Starting point is 01:06:24 And, you know, just breaking down all of those ways to shelter your income from taxes, to defer your taxes, to completely eliminate your taxes. It's just very, very helpful. I pulled a Brandon Turner. and asked personal advice, but that's why I have my own podcast. Yeah. If you want to ask personal advice, go get your own podcast. No, I thought it was great.

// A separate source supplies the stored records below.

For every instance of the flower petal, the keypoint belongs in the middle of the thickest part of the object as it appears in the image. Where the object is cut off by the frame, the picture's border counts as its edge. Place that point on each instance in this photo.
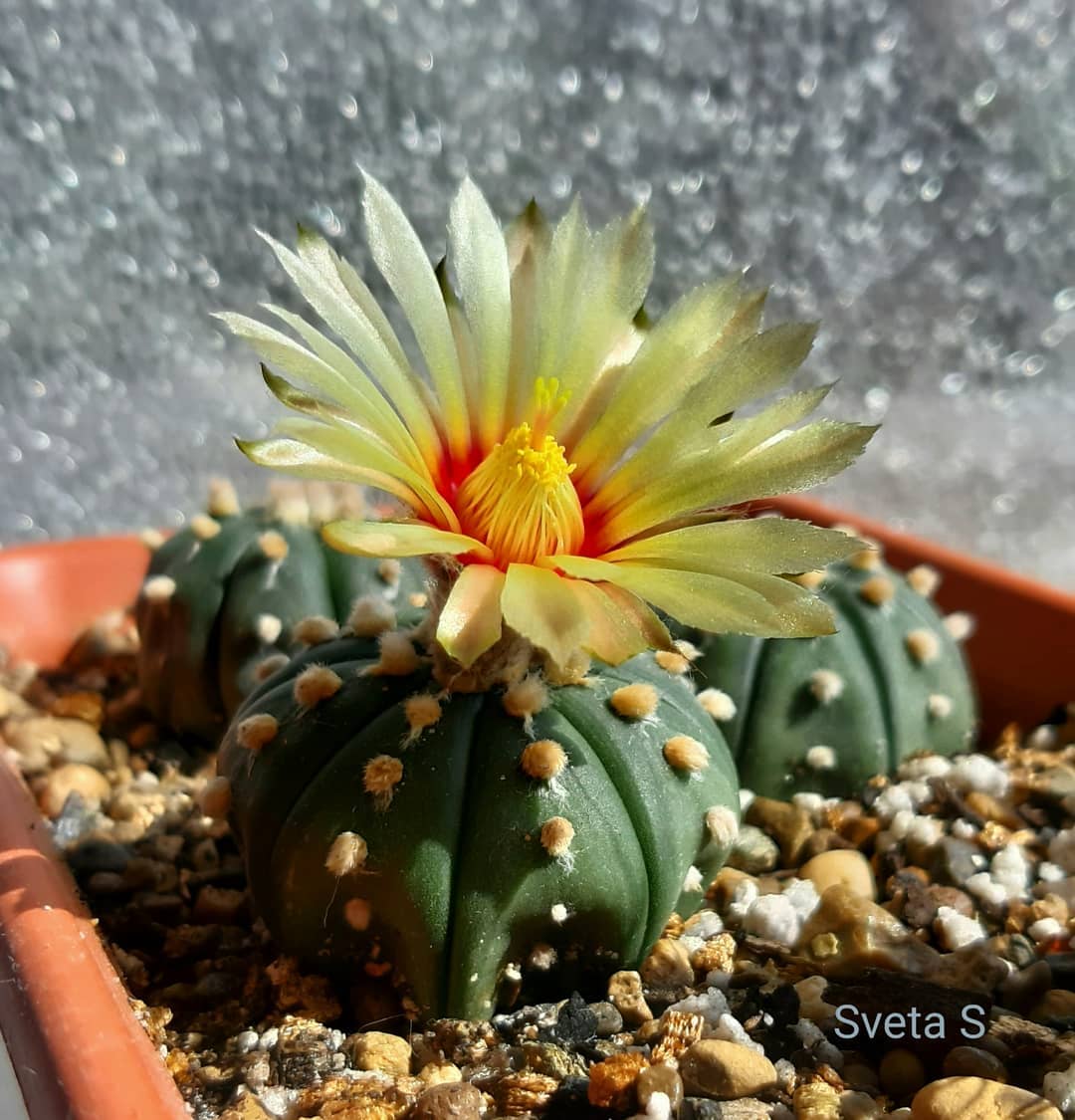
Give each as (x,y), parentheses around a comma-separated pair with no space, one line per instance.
(539,605)
(403,263)
(478,256)
(471,618)
(764,545)
(399,539)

Starting point is 01:06:48 I thought you can leave here with kind of like a couple of kind of steps that you can take to really maximize the benefits in terms of your tax strategy and overall long-term wealth planning plan. Again, HSA, we talked about how you should max that out if you have one. And, you know, obviously this is all if you have your other basis covered, right? You've got a strong financial position. You're scaling towards financial freedom. then start doing this, take care of business ahead of time, you know, pay off bad debt,
Starting point is 01:07:12 all that kind of stuff. But if you're there, you know, consider maxing out that HSA. Consider maxing out that 401K. Consider to making the backdoor Roth contribution, which I got to look into. I really haven't thought about that nearly enough and really kind of need to take advantage to that. It seems like a no-brainer at this point for me. The 529 plan, not sure I'm going to do that entirely in advance of what we called
Starting point is 01:07:35 procreation for future trenchlings that are unborn, unconceived. But that is a great way to talk about. And then obviously with real estate, we've got some tax advantages there. I liked what he said about don't dabble in real estate investing. I think that there's some wisdom behind that. I think that, you know, if you're going to buy one property in your lifetime or one or two duplexes and get $400 a month in cash flow and your plan is to earn six figures for the most of your career, that portfolio is going to be much more of an annoyance to you than a real contributor to your long-term financial position. So I, you know, I buy consistently and aggressively. I think that there's some thought to be put into that
Starting point is 01:08:12 statement. And then I'll have to look into more whole life insurance stuff. I thought that was interesting. I haven't really considered it from that angle before. Yeah, I haven't either. And back to the real estate thing really quick before we jump into the whole life. I really do think that what he's talking about, real estate in little piddly amounts can just be a distraction. Because when you have one property, you still have to deal with the tenant that's terrible if you've got a tenant in there, whereas if you've got a whole mess of properties, one terrible tenant doesn't just ruin your whole day. So I think that's a really great, that's a really great piece of advice that we don't hear very often here at bigger pockets, money. But it's, you know,
Starting point is 01:08:50 it doesn't make it less valid just because it's not the most popular opinion. If you want to invest in real estate, jump in with both feet. Smartly. And I think if you're listening to this show, obviously one, one component of your future portfolio, I think, is probably going to be real estate. You're here on bigger pockets. You're thinking about that as at least one of the techniques that you may use in your portfolio as you build wealth every time. But I also think, you know, hey, it's perfectly fine to not use real estate at all and build a huge fortune. You know, there's a lot of ways to do it that you can go about it. And I think that it's really not the best place to dip your toe in the water one time ever. But I think there's obviously
Starting point is 01:09:26 huge benefits to doing so if you dive in. Otherwise, it would be here. I totally agree, but I also agree that real estate can and probably should be a large portion of your portfolio. It's about 50% of mine. And I'm okay with that. Me too. Okay, Scott, shall we get out of here? Let's get out of here. Okay, happy new year from the Bigger Pockets Money crew, Mindy and Scott.
Starting point is 01:09:48 From episode 54 of the Bigger Pockets Money podcast, we're gone.